14 Barrels out of control

Once past the waterfall, the company began to advance quickly thanks to the current of the river.

Fili pulled Arya in close, one hand behind her back and the other behind her neck, in an attempt to protect her as much as possible from the bumps caused by the collision of the barrels with the waves. She let him do it, resting her head on his chest.

Soon the river led them to the gates that controlled the water course but, when they arrived, the grates had already been closed. The elves had beaten them to the punch.


Thorin exclaimed with regret, immediately starting to think of another way to escape, but his attention was caught by a sudden whistle. A black arrow pierced the shoulder of one of the elves guarding the wall: the orcs had arrived. The sentry fell from the rampart as a whole pack began to cross the border.

"Watch out!"

Bofur shouted to his companions when the beasts began to throw themselves fiercely on them. One of those monsters hurled himself at Nori, trying to kill him, but Bilbo, still clinging to the barrel of the dwarf, pierced the creature with his sword; another orc tried to get close to Dwalin, who knocked him into the water with an elbow. A beast raised its blade against Fili who, promptly, blocked his forearm, while Arya, now free from the grasp of her beloved, retrieved a second knife from the enemy's belt and then thrust it into his chest. Behind them, Kili had spotted the lever that opened the grates, so he jumped out of his barrel and started climbing the bastion. Soon, however, he found himself surrounded by orcs. Arya, seeing her friend in trouble, threw the knife which she had used shortly before at the beast that was threatening Kili from behind, hitting the target. Having escaped the danger, the young dwarf managed to advance towards the lever but, before he could reach it, a black arrow struck his leg.

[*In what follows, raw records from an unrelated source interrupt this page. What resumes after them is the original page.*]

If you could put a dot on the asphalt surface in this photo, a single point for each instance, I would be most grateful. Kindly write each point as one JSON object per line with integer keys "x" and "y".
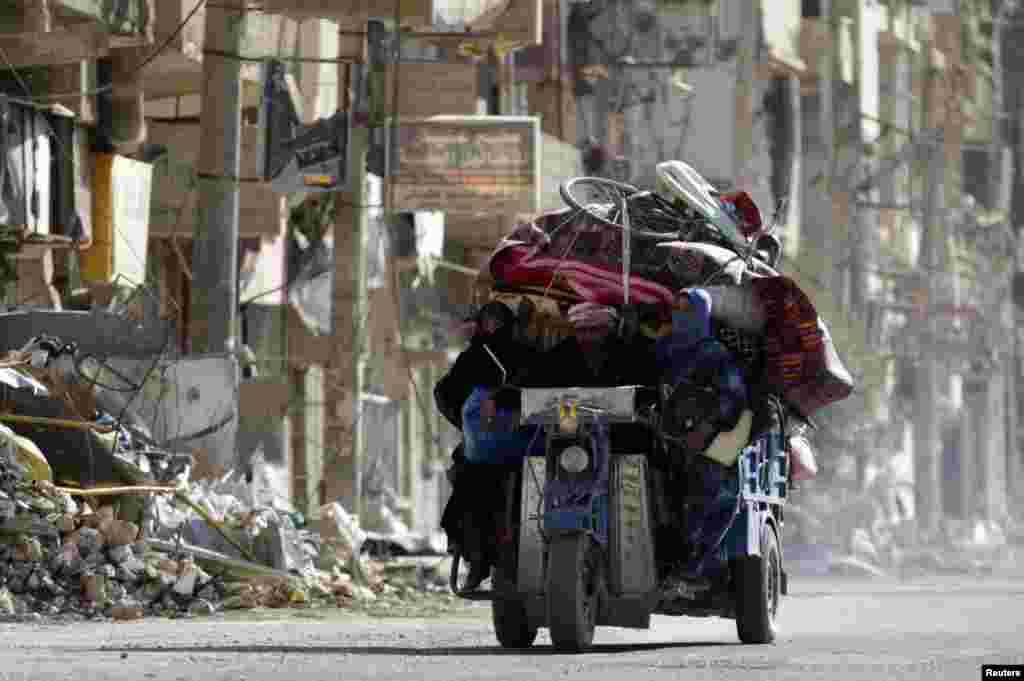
{"x": 930, "y": 629}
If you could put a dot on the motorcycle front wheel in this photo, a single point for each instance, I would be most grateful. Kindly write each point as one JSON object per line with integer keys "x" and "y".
{"x": 572, "y": 592}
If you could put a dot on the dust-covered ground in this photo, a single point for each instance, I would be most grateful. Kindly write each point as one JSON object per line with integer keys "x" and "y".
{"x": 938, "y": 628}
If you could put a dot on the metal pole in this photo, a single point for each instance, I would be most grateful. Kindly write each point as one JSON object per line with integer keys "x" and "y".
{"x": 350, "y": 267}
{"x": 927, "y": 442}
{"x": 215, "y": 248}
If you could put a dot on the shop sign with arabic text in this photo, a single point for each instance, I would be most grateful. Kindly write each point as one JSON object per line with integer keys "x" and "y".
{"x": 468, "y": 165}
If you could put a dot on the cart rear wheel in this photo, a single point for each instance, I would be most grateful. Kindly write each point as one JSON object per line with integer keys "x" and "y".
{"x": 759, "y": 585}
{"x": 511, "y": 624}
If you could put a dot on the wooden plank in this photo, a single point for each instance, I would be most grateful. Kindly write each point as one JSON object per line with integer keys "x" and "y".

Fili screamed in alarm. Kili tried to lower the lever but, due to the pain, he collapsed to the ground without strength, unaware of the orc that was coming behind him. Another arrow was fired at that time, but not a Morgul arrow, this one was of elven make, and it pierced the beast in the chest. Arya looked around and recognized the guard who had saved Kili from the spiders a few days earlier. The elf was fighting deftly against the orcs on the river bank; Legolas soon arrived at her side, along with at least a dozen warriors. At the sight of the elf girl, Kili regained his strength and managed to pull the lever. The grates opened, allowing the company to continue its run along the river. The young dwarf then let himself fall back into the barrel and, in doing so, broke the arrow that was still lodged in his knee. Kili gasped in pain, drawing the worried gaze of his brother and Arya to himself.

After passing the bastion, the fifteen companions ended up in another waterfall, following which the course of the river became even more impetuous. As soon as the orcs realized that the dwarves had escaped, they launched a pursuit, running along the shore and repeatedly shooting arrows at the barrels.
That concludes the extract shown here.